После сбора грибов мы обычно сидели в сторожке, пили чай или квас, разговаривали о жизни. Поочередно, в зависимости от смены, в которую мы приезжали, мы с мамой, а чаще я одна, слушали о маленьких зарплатах в деревнях, особенностях выращивания коз или непонимании между внуками и бабушкой.
Именно туда меня сейчас и потянуло.
Ноябрь не грибной сезон, но я знала – в сторожке тепло, а под деревянным потолком висят гирлянды сушеных грибов и пучки целебных травок. Воздух чистый и полезный.

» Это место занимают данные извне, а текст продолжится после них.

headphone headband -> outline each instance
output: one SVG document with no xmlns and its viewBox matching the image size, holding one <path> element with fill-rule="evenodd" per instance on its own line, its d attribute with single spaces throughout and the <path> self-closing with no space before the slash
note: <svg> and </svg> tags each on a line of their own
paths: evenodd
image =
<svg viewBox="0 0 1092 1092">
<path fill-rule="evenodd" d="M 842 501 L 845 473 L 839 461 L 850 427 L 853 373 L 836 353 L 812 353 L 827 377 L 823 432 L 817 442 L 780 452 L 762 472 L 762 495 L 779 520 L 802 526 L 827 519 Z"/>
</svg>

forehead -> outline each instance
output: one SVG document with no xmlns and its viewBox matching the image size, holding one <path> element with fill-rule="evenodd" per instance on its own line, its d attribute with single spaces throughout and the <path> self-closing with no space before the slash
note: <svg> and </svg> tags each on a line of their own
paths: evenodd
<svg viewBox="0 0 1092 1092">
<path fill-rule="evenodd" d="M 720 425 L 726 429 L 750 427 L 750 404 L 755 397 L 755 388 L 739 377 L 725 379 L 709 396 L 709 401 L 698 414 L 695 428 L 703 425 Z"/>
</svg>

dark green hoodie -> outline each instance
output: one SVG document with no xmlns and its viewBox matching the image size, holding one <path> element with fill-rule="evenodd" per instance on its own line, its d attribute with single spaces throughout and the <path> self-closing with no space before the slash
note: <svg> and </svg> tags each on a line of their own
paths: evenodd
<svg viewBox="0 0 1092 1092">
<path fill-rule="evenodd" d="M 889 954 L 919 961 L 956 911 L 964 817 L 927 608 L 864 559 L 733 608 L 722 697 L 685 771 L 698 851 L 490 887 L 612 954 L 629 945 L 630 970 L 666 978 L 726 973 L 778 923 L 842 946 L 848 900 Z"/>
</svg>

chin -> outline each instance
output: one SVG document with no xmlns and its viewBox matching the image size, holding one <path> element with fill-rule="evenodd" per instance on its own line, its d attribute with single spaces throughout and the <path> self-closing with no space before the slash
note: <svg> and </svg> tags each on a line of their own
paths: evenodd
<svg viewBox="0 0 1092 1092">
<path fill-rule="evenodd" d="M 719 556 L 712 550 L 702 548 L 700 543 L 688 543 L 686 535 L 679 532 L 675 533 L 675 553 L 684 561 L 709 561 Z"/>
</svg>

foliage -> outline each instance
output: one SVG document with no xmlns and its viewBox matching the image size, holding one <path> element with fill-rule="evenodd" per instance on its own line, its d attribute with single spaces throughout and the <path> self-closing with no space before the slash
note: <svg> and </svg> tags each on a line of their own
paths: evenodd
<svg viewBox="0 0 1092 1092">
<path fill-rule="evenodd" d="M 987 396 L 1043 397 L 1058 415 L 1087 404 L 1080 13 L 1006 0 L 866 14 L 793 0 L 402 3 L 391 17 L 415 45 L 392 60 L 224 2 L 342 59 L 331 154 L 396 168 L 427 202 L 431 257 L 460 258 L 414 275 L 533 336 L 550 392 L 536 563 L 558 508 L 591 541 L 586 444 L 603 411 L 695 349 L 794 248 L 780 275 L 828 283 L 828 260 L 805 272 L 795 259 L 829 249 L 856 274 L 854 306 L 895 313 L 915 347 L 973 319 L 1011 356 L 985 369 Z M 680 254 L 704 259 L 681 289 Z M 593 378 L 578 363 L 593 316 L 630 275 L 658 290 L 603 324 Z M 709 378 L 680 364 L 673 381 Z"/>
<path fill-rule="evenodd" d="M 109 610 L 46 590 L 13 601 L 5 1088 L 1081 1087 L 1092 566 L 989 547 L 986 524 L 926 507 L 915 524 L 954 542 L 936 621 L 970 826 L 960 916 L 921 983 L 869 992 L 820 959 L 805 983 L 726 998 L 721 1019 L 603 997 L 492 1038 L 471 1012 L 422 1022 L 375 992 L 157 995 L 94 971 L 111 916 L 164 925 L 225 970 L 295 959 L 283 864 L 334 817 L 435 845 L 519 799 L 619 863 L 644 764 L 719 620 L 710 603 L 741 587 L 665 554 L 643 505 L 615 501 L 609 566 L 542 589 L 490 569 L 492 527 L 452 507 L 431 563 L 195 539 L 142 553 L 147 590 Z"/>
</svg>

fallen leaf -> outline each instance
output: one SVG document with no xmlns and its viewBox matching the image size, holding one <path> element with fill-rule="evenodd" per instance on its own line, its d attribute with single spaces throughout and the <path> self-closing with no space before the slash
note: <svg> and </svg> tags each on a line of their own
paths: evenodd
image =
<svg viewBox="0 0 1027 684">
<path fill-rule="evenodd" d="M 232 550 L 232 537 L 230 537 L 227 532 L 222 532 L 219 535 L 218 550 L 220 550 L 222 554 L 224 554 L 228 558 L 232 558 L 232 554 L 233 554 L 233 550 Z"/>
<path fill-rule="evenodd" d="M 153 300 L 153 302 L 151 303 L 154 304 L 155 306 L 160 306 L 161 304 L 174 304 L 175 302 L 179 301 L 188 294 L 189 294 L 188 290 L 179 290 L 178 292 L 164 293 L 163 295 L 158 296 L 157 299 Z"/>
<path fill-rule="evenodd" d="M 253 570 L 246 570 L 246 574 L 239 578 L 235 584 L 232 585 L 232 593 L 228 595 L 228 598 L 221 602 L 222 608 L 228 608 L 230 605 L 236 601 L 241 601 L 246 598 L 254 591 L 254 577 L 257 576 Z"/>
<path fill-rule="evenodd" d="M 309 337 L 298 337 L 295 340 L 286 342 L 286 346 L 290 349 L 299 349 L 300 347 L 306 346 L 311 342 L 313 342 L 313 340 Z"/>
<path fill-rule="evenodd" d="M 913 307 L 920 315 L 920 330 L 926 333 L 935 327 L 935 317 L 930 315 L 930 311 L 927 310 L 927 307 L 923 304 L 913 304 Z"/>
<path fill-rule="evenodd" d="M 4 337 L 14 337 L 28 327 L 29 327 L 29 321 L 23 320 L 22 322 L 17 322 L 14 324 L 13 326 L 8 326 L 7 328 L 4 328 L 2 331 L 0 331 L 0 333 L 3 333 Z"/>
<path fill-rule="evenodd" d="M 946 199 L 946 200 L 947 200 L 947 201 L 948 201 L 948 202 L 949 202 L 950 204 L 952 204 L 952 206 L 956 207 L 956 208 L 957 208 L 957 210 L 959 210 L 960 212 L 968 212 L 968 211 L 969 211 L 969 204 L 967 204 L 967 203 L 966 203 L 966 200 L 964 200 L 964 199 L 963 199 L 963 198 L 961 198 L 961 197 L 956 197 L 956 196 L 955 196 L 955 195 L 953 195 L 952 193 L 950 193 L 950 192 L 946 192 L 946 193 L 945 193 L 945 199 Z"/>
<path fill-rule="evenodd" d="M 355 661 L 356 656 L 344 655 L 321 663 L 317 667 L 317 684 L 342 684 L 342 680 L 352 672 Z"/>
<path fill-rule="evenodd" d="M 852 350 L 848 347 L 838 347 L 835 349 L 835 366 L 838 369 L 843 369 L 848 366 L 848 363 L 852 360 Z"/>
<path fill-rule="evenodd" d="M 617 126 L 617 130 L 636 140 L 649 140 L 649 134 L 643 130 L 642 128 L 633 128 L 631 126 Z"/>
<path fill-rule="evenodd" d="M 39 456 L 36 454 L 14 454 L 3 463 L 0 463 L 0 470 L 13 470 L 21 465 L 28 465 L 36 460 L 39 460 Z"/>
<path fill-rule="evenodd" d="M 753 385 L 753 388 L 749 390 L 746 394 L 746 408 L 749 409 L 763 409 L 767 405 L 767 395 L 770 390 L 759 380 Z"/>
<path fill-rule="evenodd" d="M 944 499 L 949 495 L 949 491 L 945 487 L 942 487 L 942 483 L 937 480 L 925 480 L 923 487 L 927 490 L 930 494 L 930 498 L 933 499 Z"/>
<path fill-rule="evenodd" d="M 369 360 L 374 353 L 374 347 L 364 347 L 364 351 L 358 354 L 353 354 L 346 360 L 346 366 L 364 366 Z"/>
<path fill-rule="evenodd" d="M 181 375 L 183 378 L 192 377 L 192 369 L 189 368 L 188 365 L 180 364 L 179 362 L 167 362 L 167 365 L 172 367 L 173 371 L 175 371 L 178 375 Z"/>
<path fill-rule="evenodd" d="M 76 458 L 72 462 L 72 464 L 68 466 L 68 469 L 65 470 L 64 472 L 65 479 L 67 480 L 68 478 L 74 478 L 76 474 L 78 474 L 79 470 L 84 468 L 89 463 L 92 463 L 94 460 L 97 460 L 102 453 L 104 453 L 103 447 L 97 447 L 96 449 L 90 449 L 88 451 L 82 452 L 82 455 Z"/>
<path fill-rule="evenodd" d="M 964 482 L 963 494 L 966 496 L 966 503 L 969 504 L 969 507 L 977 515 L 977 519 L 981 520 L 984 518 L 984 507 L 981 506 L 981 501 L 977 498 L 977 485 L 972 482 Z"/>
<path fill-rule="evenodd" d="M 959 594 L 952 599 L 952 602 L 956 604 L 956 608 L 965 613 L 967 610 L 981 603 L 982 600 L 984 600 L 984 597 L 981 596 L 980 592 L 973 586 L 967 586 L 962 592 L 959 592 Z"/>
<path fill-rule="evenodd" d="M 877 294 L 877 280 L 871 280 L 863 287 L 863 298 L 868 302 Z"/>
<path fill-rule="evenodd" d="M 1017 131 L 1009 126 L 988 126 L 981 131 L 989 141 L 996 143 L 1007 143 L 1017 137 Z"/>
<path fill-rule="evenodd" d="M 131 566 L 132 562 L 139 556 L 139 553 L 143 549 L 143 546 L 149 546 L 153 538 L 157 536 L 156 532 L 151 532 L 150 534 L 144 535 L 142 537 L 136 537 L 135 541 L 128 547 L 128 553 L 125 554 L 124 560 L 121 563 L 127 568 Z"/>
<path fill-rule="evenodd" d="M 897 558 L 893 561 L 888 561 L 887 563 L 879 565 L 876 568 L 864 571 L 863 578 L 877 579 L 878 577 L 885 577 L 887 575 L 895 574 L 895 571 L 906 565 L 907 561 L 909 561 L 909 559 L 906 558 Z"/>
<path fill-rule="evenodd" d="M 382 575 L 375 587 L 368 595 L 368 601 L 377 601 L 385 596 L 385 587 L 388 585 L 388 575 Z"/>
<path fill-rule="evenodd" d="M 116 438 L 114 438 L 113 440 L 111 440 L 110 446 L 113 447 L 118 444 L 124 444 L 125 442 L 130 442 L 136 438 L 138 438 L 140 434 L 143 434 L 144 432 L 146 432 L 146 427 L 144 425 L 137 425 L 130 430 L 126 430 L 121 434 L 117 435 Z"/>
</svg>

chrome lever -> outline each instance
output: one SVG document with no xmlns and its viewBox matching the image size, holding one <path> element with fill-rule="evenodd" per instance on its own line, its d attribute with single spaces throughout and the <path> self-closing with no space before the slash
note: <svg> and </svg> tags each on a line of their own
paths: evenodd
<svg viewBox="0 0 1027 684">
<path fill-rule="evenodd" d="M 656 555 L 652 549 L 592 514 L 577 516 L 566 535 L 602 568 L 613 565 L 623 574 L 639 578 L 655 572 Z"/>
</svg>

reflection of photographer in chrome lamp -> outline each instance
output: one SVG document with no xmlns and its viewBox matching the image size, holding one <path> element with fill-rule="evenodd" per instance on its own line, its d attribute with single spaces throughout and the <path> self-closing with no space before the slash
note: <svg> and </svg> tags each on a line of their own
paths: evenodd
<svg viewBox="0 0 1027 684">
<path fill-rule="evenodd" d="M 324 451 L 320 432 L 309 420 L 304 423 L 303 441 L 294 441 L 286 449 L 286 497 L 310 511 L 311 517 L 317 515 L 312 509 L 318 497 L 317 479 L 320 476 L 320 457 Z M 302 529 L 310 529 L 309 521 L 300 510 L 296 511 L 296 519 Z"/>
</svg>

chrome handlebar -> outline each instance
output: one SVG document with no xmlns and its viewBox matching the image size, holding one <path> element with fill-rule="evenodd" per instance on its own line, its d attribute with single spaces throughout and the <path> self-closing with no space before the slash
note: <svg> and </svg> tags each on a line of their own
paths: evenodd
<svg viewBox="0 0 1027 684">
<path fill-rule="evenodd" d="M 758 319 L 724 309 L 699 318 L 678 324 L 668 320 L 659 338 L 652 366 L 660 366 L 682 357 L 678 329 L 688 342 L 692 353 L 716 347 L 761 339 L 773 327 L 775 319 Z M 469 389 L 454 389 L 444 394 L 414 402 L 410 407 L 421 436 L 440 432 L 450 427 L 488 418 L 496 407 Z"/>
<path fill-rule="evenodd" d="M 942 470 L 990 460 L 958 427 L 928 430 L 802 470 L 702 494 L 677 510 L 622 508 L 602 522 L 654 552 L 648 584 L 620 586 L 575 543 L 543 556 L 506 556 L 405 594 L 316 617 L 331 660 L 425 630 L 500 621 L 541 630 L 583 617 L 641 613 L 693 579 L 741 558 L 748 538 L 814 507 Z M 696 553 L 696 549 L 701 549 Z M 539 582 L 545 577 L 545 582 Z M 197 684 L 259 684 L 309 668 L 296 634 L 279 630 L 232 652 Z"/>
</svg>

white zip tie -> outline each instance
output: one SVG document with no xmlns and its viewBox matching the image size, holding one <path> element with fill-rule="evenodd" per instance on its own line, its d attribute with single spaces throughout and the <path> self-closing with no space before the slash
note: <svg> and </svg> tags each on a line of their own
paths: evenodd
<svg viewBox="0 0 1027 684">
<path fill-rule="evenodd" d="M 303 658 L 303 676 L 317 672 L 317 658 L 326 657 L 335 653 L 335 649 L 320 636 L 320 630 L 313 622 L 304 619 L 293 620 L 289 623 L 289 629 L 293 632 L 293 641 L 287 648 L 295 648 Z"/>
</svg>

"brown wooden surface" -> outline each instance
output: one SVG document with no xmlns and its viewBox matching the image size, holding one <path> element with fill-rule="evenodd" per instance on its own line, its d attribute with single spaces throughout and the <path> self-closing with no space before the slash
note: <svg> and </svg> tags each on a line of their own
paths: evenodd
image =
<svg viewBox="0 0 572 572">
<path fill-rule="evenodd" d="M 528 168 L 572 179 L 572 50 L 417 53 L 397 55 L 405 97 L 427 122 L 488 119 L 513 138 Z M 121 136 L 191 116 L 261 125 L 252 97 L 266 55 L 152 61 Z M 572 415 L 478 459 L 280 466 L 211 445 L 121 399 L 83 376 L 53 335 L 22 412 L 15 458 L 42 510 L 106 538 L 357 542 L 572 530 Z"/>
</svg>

В электричке дорожный контроль, в составе двух охранников и двух контролеров, мужчины и женщины взыскательного вида, при виде которых с мест сорвались студенты и несознательные граждане, попросил меня предъявить билет. Я, зная, какое впечатление производит моя двухметровая стать, встала и честно заявила: «С мужем поругалась. Еду к родственникам в Румянцево. Очень хочу кушать и писать, все-таки семь месяцев беременности, но терплю». Из двух контролеров, мужчина тут же ретировался в другой конец вагона, пряча глаза, а женщина, встав на цыпочки, дотронулась до моего плеча и сочувственно проговорила: «Садись, деточка, тебе нельзя волноваться… И это, помни… все мужики козл… Ну, ты и сама знаешь».
До лагеря пришлось идти пешком пять километров, но мне этот путь даже понравился. Я успокоилась и проголодалась. На душе становилось легче. Городской житель, попадая в деревню, в лес или к морю, оказывается в другой действительности. Просыпаются древние инстинкты, по-другому дышишь, по-другому относишься к гигиеническим излишествам и запахам парфюмерии, по-другому смотришь на людей.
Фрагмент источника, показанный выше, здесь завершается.